An excellent, if somewhat dated, look at bias in the newsmedia can be found in Martin Lee’s book, Unreliable Sources.
You don’t need to have someone from the head office constantly looking over a news outlet’s shoulder in order to ensure spin. It can be done bysimply structuring the operation so that bias is built right in.
You might call your paper to complain if the Business section were missing, because it would be obvious that a mistake has been made. But we don’t seem to notice that there’s never a Labor section.
Also, stories have been known to com e from fewer sources than you might think. A paper will sometimes take an AP story, have a reporter change a few words, and place the local guy’s byline under the title.
You also must remember the “Golden Age” of the unbiased journalism of yore is largely a myth. Media outlets are organs of the owner’s wishes, whether that’s a private individual or a corporation. And don’t forget that most media runs on ad revenue. How is it that there is always more news to report on a Sunday than any other day of the week? We’ve all seen stuff in newspapers and magazines that look and read like articles but are marked “Special Advertising Section”. Did you know that the same thing happens on television news without the disclaimer?
The only way to get unfiltered information would be to be there yourself, or place cameras everywhere. Look at what’s available, but always be aware of who paid for it to be in front of you and think about why.
Even better, get outa yer house and talk to people.
I recall when my eyes were first opened to media bias. It was the mid-80s, and some people protesting a certain company by lying on the tracks the trains used to come in and out of their plant were hit by a train. Someone was there with a camera and you saw a guy’s legs getting chopped off by the wheels.
The way it was presented on the news, it more or less looked like these people had got it into their heads that if they just plunked themselves down, they could force the train to stop on a dime, in violation of any reasoable expecations of the physics at play. They came off looking like a bunch of stupid kooks.

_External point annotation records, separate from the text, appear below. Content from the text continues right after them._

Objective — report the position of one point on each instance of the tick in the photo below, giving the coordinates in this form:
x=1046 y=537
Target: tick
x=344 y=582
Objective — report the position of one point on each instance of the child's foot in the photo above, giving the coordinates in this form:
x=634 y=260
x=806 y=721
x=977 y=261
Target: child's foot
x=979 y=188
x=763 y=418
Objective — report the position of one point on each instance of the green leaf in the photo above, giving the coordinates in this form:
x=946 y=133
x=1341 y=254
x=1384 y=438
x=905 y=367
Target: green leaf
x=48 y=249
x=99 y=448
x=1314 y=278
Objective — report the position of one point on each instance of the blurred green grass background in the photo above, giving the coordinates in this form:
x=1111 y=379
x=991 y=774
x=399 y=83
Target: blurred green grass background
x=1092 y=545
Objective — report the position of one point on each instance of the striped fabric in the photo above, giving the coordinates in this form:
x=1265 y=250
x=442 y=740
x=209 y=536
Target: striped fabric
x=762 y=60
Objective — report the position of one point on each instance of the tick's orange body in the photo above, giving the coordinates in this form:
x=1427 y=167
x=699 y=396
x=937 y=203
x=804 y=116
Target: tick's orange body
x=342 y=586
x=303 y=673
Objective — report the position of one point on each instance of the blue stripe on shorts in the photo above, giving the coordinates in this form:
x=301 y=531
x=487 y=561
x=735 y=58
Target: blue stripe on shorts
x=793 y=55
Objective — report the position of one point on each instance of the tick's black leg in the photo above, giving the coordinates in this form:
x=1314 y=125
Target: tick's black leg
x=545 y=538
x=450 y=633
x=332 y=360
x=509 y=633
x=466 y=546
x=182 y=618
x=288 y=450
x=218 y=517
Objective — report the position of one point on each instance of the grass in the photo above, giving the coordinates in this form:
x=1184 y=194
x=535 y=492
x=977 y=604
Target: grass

I mentioned this to the people I was interning with at the time, a politically-oriented theater group. Not only had they already heard about it, it turns out they actually knew the organizers of the protest, who had made their protest plans very plain to the company in the days and weeks leading up to that day. It became quite clear to me that a freight train had deliberately been sent down some tracks where the company knew people would be on the tracks, which gives the whole incident a different look.
Unfortunately, 18 years has erased enough details (name, place, etc.) that I have been unable to formulate a fruitfull Google search string.